ABSTRACT

The rhetoric of excellence has taken hold in higher education and research globally, and with it, a series of reforms aimed at changing the system of symbolic and financial credit allocation in favour of a greater concentration of funds and their competitive distribution. By 2014, more than two-thirds of OECD countries had already adopted such schemes, which resulted in “significant changes in the structure of the research systems” (OECD, 2014, p.17). The Initiatives of Excellence (Idex) are one of the French variations of these policies. By using calls for projects that put universities in competition with each other to create “world-class” institutions, this program concentrates €7.7 billion on nine universities.

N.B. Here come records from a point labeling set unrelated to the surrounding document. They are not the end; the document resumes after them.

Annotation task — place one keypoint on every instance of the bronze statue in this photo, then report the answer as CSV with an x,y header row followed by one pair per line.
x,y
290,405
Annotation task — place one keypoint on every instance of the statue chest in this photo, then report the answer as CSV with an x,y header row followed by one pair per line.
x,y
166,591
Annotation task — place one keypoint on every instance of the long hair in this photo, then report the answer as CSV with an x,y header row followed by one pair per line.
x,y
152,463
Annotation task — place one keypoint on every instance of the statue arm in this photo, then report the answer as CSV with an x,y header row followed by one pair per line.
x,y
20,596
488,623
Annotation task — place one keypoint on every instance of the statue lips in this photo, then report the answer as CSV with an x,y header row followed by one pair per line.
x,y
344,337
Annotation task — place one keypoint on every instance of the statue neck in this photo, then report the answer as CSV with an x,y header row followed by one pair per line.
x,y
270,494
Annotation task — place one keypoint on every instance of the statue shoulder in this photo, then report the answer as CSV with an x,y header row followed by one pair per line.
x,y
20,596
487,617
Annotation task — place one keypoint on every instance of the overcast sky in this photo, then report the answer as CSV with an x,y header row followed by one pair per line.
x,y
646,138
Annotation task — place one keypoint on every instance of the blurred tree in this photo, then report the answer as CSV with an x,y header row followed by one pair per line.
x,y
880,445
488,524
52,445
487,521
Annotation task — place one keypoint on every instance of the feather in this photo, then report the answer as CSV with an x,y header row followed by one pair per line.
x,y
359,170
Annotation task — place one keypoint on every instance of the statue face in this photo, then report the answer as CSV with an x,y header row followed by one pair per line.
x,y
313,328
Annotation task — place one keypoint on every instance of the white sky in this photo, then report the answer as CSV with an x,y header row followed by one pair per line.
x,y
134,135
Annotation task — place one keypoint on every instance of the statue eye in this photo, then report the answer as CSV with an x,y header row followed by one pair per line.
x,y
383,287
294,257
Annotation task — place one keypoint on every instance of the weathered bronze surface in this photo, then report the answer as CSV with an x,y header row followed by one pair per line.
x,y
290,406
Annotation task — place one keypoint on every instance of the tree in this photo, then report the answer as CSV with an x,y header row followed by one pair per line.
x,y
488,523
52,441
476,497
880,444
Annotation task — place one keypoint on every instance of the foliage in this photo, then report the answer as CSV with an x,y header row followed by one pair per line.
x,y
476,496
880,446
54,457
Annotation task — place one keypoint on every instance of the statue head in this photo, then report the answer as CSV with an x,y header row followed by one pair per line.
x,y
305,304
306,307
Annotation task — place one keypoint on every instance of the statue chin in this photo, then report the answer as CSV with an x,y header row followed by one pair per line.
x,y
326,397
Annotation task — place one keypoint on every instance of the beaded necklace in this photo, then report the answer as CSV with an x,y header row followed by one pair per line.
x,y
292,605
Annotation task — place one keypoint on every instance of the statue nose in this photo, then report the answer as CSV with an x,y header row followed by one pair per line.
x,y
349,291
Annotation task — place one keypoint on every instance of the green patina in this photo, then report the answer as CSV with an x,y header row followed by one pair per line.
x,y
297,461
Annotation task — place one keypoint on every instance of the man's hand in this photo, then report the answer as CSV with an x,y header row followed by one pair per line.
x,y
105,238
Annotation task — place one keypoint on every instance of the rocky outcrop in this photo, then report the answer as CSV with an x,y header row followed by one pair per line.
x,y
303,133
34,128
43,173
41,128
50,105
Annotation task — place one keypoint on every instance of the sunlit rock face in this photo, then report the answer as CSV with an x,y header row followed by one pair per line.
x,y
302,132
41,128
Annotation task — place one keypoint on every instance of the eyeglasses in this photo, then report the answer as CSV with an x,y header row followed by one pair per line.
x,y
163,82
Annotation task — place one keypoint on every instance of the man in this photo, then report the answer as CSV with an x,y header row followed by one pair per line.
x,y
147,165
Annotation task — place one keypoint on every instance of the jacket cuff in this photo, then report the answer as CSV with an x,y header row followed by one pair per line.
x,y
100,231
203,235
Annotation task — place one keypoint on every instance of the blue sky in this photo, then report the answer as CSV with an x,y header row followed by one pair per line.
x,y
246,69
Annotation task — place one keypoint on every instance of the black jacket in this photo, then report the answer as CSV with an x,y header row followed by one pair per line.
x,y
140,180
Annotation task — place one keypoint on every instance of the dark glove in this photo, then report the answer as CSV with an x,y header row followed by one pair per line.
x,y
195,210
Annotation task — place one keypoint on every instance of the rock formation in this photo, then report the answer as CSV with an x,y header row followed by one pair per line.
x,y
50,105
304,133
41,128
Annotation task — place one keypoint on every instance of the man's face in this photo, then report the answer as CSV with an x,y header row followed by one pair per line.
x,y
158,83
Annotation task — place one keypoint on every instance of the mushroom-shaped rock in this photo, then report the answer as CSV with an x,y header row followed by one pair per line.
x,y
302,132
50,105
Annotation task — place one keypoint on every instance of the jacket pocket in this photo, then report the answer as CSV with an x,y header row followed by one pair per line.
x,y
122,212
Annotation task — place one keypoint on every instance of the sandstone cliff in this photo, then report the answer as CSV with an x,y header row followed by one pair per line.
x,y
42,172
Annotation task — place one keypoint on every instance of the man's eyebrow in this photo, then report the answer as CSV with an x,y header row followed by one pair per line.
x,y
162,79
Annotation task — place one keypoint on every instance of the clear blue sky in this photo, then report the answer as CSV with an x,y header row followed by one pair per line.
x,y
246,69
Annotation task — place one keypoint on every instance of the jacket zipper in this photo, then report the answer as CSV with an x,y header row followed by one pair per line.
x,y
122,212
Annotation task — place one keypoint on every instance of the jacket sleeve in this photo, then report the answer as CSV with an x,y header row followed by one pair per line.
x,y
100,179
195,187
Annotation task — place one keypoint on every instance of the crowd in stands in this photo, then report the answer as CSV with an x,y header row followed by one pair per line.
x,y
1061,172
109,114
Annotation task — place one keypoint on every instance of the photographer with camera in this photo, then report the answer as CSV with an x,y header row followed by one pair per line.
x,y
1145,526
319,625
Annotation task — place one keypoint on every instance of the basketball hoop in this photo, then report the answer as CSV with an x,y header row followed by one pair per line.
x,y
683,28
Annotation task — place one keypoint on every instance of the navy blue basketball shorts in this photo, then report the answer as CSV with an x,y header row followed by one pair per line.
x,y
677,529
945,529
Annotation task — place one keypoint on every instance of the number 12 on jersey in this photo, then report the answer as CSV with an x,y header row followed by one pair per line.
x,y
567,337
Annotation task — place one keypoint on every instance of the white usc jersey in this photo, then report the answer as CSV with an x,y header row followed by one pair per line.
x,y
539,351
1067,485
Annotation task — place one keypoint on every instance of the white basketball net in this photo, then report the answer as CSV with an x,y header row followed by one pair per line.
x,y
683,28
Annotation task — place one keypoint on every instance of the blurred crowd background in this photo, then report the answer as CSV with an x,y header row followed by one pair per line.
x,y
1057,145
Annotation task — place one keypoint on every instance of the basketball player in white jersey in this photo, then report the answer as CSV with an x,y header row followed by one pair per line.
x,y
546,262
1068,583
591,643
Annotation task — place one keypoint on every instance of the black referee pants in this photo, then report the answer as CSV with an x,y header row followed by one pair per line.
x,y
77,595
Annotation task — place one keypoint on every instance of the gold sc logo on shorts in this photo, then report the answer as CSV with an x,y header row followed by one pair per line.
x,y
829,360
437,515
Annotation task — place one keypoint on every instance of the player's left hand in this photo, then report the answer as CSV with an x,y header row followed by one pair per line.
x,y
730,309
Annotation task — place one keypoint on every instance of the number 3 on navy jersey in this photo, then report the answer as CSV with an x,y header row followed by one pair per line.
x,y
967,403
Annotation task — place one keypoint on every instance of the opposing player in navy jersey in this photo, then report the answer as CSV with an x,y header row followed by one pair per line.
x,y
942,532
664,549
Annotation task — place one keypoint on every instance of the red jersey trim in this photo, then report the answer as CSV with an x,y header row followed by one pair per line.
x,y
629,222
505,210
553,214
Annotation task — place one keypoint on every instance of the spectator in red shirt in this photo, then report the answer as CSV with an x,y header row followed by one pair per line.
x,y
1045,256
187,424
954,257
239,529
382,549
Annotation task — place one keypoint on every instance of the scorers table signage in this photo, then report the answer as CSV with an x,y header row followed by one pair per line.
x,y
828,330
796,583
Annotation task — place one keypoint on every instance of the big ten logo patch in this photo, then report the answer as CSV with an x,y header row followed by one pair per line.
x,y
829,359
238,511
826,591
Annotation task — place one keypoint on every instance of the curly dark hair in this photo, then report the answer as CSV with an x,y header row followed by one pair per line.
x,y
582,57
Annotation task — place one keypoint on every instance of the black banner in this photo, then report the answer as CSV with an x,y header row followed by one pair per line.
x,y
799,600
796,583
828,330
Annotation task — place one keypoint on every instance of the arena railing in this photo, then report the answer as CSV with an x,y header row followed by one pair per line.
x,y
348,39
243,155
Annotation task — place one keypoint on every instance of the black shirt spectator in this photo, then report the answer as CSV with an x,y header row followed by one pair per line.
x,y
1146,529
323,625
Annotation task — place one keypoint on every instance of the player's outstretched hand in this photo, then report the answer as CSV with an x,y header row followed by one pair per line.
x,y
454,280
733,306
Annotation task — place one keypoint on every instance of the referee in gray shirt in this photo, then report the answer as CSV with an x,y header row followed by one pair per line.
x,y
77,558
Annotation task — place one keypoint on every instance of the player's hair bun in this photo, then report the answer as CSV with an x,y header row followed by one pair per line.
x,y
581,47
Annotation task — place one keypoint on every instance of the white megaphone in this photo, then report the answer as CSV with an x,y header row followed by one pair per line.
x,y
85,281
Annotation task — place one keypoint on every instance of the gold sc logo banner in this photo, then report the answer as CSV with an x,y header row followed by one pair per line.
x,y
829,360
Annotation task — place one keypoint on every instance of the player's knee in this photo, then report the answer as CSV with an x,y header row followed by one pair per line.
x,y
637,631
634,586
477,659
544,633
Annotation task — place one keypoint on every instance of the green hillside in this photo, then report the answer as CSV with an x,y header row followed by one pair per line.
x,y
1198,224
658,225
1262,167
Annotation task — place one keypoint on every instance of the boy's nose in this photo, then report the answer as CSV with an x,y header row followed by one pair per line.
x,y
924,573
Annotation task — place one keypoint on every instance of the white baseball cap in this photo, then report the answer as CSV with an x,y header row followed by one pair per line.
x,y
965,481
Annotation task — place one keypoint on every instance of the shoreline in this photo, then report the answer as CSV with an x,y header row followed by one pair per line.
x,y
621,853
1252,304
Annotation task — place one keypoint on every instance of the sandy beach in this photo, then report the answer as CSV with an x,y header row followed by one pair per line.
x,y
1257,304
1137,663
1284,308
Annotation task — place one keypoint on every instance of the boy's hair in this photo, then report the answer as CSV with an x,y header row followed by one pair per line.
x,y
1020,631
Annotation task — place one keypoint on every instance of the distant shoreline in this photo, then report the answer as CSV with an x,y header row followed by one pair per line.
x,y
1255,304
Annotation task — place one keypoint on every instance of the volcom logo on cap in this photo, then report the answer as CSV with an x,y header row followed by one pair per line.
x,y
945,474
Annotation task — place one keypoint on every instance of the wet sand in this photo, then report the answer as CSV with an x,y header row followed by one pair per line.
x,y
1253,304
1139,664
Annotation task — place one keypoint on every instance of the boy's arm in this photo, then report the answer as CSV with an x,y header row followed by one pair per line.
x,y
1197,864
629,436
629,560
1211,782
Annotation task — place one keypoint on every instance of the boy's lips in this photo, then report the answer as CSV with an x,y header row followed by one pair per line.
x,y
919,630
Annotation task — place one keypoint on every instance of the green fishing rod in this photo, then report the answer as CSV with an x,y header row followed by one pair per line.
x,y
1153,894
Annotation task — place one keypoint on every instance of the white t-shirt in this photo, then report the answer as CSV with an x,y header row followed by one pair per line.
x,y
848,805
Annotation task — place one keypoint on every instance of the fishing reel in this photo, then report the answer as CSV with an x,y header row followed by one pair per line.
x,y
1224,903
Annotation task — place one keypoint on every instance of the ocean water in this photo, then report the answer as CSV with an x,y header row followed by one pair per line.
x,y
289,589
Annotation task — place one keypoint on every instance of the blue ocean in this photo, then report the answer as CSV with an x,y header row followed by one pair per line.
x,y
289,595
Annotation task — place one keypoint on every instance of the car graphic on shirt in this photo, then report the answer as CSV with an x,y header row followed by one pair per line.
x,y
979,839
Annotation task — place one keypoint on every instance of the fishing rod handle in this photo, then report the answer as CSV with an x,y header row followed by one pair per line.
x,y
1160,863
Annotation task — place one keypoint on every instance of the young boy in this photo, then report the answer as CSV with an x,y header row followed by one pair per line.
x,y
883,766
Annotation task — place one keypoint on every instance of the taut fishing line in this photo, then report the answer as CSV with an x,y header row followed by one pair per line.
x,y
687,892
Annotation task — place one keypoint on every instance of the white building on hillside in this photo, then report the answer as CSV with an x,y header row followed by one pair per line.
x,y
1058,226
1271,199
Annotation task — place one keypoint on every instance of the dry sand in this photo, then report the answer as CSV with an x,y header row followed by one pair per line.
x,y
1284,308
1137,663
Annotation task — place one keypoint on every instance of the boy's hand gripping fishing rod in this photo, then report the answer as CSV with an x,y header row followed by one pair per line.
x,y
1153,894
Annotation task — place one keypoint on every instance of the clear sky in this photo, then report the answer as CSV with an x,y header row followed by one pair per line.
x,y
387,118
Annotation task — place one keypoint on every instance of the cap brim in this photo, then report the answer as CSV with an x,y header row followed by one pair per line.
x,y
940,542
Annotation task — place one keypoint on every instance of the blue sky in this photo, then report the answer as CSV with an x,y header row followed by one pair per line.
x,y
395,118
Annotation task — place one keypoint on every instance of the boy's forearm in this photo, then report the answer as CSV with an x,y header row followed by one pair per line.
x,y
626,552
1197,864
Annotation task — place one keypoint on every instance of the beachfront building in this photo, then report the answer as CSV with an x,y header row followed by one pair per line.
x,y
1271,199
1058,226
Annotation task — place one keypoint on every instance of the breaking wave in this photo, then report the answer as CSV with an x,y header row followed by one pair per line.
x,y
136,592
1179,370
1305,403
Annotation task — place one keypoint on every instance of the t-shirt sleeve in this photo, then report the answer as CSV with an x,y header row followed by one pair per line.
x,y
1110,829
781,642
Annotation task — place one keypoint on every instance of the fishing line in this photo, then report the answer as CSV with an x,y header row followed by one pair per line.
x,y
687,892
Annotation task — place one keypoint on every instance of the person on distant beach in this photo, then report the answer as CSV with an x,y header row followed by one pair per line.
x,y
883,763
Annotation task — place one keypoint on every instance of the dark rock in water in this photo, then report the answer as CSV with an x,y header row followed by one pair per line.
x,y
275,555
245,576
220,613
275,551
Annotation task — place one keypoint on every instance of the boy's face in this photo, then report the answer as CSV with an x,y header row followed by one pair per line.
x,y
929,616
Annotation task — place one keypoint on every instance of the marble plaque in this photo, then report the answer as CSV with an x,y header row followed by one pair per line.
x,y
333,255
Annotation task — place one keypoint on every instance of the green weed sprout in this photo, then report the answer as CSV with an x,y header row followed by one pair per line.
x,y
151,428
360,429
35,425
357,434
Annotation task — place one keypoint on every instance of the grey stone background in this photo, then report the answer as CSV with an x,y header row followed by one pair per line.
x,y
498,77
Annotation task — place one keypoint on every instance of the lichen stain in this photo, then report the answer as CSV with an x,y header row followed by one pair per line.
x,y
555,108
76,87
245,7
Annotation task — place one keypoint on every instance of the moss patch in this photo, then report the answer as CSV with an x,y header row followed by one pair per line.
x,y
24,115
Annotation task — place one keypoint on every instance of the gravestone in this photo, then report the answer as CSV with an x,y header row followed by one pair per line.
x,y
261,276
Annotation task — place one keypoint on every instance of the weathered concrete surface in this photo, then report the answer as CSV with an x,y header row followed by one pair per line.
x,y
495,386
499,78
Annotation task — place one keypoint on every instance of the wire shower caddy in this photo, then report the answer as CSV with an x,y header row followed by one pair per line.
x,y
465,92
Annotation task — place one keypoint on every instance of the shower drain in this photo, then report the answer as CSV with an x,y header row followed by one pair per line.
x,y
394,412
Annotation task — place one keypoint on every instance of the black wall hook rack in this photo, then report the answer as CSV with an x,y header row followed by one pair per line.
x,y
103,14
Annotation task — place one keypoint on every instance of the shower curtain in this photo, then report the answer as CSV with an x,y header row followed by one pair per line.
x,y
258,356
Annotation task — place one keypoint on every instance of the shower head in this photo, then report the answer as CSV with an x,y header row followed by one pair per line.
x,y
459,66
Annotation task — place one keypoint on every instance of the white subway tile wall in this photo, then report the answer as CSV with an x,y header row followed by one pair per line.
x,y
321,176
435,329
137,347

In doing so, the Idex increases inequalities between French higher education institutions while also deepening inequalities within universities. These funds are also concentrated at the local level, i.e. inside the universities labelled excellent amongst what are considered to be the best researchers and the best teaching programs, increasing the competition between academics and laboratories from the same institutions. Based on a case study of one of the nine Idex universities, involving 89 interviews and written sources, this chapter explores the disciplinary dimension of these inequalities. It demonstrates how this policy results in a stratification of disciplines within the Idex universities, particularly favouring the natural sciences. In this way, this chapter documents the evolving context that economics can encounter within universities shaped by excellence-oriented public policies.